Finally, to capture intrinsic fiber properties, we consider the curvature of the fibers which is directly related to the angles between neighboring fiber segments \(P_n - P_{n-1}\) and \(P_{n+1} - P_n\). To account for features like persistence of curvature, we do not model these angles independently from each other, but by means of another stationary (first-order) Markov chain.

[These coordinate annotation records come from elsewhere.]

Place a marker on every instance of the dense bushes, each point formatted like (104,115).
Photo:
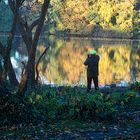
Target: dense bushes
(50,104)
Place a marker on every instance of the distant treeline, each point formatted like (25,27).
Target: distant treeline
(86,18)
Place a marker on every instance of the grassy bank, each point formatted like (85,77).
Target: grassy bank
(56,112)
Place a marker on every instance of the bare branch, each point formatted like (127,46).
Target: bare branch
(35,23)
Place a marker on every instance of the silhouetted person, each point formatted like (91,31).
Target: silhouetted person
(92,62)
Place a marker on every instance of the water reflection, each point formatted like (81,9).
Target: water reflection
(63,63)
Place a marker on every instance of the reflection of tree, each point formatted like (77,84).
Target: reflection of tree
(135,60)
(72,56)
(64,61)
(114,64)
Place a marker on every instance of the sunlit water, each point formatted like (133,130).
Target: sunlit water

More precisely, as we need to keep these angles independent of the z-coordinates \(Z_1,Z_2,Z_3,Z_4\) of \(P_1,P_2,P_3, P_4\), we only model the angles between the projections of consecutive fiber segments onto the x-y-plane. Thus, we consider the angles \(A = \mathcal {A}((X_3, Y_3) - (X_2, Y_2), (X_2, Y_2) - (X_1, Y_1))\) and \(B = \mathcal {A}((X_4, Y_4) - (X_3, Y_3), (X_3, Y_3) - (X_2, Y_2))\). Here, \(\mathcal {A} :\mathbb {R}^2 \times \mathbb {R}^2 \rightarrow [-\pi , \pi ]\) denotes the (signed) angle between two vectors in the x-y-plane, i.e., \(\mathcal {A}(s_1, s_2) = {{\,\textrm{ang}\,}}\bigl (s_2\bigr ) - {{\,\textrm{ang}\,}}\bigl (s_1\bigr )\) for any \(s_1,s_2\in \mathbb {R}^2\), where \({{\,\textrm{ang}\,}}(s_i)\) is defined as described above. The joint density \(f_{A, B}:[-\pi ,\pi ]^2\rightarrow [0,\infty )\) of A and B will be the third building stone in our model for \(f_{P_1,P_2,P_3,P_4}\).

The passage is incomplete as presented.